Voinovich’s head gave a sudden twitch. He looked in his left mirror, then the right. “Cops.”

“Oh my God,” Jimmy said. He whirled in his seat and stared out the back window. “I think he wants you to pull over.”

“How can I? We have loaded guns and ski masks and body armor.”

“You have to,” Jimmy said. “You can’t outrun a police car in this fat-assed mammoth-mobile.”

Voinovich hit the gas pedal and the SUV’s hood rose as though the vehicle were about to angle off into the sky. The back of Jimmy’s head slapped the headrest and stayed there.

Jerry took out his gun, released the magazine, and seemed to count the rounds he had left.

Jimmy said, “No. You are not going to get in a gunfight with the police. This is still something we can live through, maybe even with nothing but fines and probation.”

“Don’t be stupid,” said Jerry. “If they search this car, we don’t want anything to be loaded or strapped to us. Unload yours and then Vassily’s.” He leaned forward with difficulty as Voinovich took a quick turn. “See if you can get us to a curve where we’ll be out of their sight for a few seconds. We can toss the guns.”
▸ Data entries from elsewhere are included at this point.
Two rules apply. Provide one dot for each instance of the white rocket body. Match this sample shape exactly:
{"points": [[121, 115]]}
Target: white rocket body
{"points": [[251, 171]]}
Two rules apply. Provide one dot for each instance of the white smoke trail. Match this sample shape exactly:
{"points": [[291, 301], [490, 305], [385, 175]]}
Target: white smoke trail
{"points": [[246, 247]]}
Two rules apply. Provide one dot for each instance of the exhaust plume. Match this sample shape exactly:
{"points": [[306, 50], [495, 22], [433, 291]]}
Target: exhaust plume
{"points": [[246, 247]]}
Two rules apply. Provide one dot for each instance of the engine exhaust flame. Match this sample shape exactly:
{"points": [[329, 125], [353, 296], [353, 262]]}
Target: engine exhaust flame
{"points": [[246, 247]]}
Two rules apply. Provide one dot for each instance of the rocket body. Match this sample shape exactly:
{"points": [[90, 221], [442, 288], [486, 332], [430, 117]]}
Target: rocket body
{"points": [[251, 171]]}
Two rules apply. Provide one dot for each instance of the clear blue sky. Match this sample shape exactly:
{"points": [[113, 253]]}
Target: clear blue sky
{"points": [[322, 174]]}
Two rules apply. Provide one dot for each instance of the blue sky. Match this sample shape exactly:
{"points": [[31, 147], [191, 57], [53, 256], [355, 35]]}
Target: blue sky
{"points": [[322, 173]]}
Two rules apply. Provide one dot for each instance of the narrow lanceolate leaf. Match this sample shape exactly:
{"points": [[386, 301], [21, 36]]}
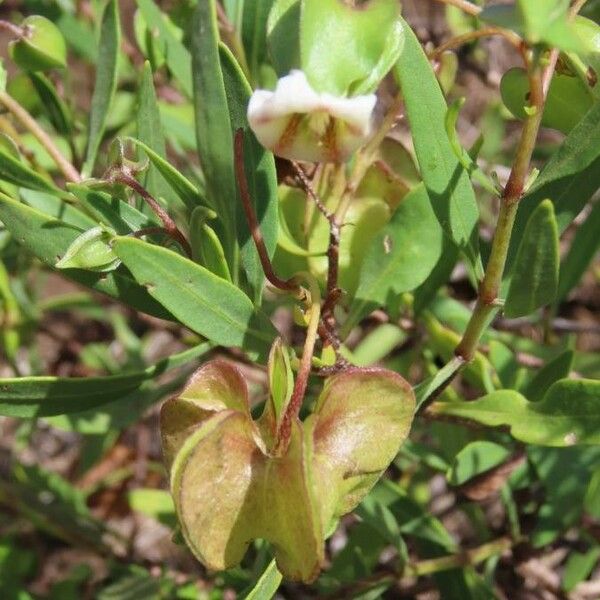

“Right.” He handed his gun over the seat to Jerry, then turned his body to face ahead again. He drove faster. The police car’s siren began to blip, and its lights flashed.

Jerry gathered the guns on his lap, stuffed two of them into his ski mask, the others into Jimmy’s. He opened the window beside him. “I just figured out where to go,” he said. “We can’t make it up to Mulholland. Go along Ventura Boulevard to Carpenter and head for Laurel Canyon.”